Finally, some bad press for this glittering city. Finally, a story about Minneapolis that doesn't declare it the Top City in America to Start a Hand-Carved Toothpick Emporium or any other useless standard that might get someone from Portland to move here if they could be sure the bike racks accommodated unicycles.

According to TomTom, a company that makes those navigational aides that give you directions, we are … one of the worst cities in the world for traffic.

The world! The planet! That's how one local news outlet put it. We're number 127 in the top 200. Let's put this another way: The list of the 100 worst cities for traffic is out, and the Twin Cities isn't in it.

Same thing. Feel better? Or try this: Studies reveal the metro among the 17,264 worst places on Earth for rabid llama bites. And we're #17,264. Because they ran out of cities after they listed every town in Peru.

Bah. Sure, our traffic flow isn't perfect, but these things are relative. And by relative I mean my brother-in-law. He lives in the Bay Area. Until recently he endured a two-hour commute every day. Four hours total. That's the Peter Jackson Director's Cut Blu-ray of commutes. Now and then the Department of Motor Vehicles would switch into utter sadism mode, and just put out orange barrels to close off a lane, in which case his commute would be so long he was already late for work the next day by the time he got home.

Yes, things could be better here.

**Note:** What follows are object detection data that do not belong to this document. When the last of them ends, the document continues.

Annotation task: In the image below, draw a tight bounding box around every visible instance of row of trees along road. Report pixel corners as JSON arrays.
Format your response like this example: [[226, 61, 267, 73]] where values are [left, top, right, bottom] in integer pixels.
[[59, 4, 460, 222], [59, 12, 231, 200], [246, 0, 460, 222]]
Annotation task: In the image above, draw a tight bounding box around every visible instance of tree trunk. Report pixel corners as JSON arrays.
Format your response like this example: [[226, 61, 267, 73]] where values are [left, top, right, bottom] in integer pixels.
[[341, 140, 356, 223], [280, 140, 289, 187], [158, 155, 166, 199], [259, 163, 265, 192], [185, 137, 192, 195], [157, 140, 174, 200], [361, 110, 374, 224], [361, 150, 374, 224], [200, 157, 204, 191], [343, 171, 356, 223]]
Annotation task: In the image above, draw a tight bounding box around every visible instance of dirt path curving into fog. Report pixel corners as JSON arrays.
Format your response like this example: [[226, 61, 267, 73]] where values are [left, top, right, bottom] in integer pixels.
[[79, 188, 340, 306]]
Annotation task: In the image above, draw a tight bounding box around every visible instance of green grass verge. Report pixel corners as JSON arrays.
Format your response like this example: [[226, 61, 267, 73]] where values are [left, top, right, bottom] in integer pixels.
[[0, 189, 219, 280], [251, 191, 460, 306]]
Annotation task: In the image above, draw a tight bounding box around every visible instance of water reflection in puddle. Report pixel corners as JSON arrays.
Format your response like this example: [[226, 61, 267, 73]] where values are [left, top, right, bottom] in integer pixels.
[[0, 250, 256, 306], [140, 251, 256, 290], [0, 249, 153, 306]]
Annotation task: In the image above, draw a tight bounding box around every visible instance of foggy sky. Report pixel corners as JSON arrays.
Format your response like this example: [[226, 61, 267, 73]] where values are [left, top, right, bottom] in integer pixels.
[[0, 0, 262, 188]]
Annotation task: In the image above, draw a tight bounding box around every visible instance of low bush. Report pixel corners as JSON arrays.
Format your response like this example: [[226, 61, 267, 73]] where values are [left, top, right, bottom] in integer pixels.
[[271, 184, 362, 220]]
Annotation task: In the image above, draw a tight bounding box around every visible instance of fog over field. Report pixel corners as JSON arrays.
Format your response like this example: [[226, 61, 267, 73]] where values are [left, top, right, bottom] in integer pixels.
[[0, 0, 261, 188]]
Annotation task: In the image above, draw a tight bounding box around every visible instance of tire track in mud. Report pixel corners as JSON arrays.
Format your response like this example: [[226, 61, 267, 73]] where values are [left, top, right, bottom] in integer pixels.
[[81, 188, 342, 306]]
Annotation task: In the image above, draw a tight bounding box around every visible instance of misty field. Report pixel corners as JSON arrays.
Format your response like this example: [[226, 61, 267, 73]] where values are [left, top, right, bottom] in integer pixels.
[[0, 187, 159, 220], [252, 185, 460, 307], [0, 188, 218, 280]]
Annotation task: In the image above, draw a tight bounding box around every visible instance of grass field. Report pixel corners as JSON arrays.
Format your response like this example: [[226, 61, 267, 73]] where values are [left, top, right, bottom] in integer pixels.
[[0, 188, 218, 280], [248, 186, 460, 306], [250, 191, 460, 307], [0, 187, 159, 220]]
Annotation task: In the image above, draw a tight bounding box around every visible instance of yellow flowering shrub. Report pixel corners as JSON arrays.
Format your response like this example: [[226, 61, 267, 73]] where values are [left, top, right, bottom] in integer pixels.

Hwy. 100 for years has moved at speeds that make the assembly line at the nitroglycerin factory look like a Japanese bullet train, because it hails from an era when people said "cinch your bustle and grab your spats, I'm pushing this flivver up to 30." The I-35W/94 commons is designed to handle the number of wheeled vehicles currently exploring Mars.

There's one light on my daily drive that stays red so long people start thinking "the light must be stuck." Because that happens all the time, you know. It's stuck! As if you could kick the pole and the hamsters inside would wake up and start running around the wheel to change the light from red to green.

Every day someone loses patience and bolts through the intersection, and you have the same reaction every time: This is how societies start to break down, right here. We lose faith in the inevitability of the green light, and feel bound to no law. This is bad.

Ah, heck, I might as well go, too.

One of the reasons we have congestion has nothing to do with roads. It's because some people can't figure out the "merge" concept. You wonder if they put on their pants by starching them stiff, laying them on the floor, running across the room and sliding into the legs. C'mon: If you are blasting down the ramp, there are two things that will happen.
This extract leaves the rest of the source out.